Yet few quantified benchmarks, few examples, few written up discussions and few technical documents to serve as a fixed reference.
I'm not saying everything needs to be a bullet point presentation but in the era of llms to help plug the gaps with this stuff, "look at the mailing list" or "watch irc" isn't much better than anecdotal.
Again, recovering data, laudable. Hell, maybe impressive to compare the situation to equivalents on other fs to discuss why this is better than X. But a simple "we get the data back compared to Y" just reads as Y bashing unless there's metrics, or clear technical reasons as to why you're superior.
I _want_ bcache to be better for numerous reasons. Everyone wins from a better product. But realistically getting there means telling some people that they need to wait.
Frankly if there is a need to support users who demand mainline access to the latest and greatest _NOW_. Adopt/appoint a supported os/distro and roll your own nightly packages into a simple repo. If you have to rush upstream because a user can't cope with "pull your kernel sources from https://...." They can't cope with compiling it correctly so there's little (if anything) to be gained from rushing into mainline next week constantly...
Benchmarks? I hope you mean detailed writeups on robustness, because performance is not a consideration yet.
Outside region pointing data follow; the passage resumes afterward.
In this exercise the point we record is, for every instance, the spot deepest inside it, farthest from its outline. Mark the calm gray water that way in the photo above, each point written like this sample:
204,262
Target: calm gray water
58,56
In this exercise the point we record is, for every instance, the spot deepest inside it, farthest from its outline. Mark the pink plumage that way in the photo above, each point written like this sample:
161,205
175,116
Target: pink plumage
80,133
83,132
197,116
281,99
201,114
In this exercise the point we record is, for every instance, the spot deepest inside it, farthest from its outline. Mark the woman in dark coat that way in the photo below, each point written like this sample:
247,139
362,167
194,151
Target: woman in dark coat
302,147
I agree that more thoughtful analysis would be helpful, but I have to work with what I've got :)
One of the recent pull request threads had a user talking about how bcachefs development is being done "the old way", from the earlier days of Linux; less "structure", less process, so that we can move quickly and - critically - work effectively with users.
I liked that comparison, and I think that's a big part of why bcachefs has had the success it's had with users (it's a proven recipe! Linux did displace everything else, after all). And on top of that, we're doing it engineering best practices that have advanced significantly since then. Automated testing, a codebase that heavily uses assertions (there's a lot I've said elsewhere about how to effectively use assertions; it's not preconditions/postconditions), runtime debugging, and more. It started too early to be written in Rust, that's really the only thing I'd change :)
People just need to be patient - this stuff takes time. The core design was done years ago, on disk format was frozen in 6.15, and now we're in a pretty hard freeze and doing nothing but fix bugs. The development process has been working well, it's been shaping up fast.
> Benchmarks? I hope you mean detailed writeups on robustness, because performance is not a consideration yet.
I don't think there is ambiguity. Either you have some way to objectively corroborate your personal claims, or you don't. Those are called Benchmarks. Performance is a specific type of benchmark test, but it's not the only one.
Either you have those or you don't. Making assertions and claims without benchmarks is not a confidence- or reputation-builder.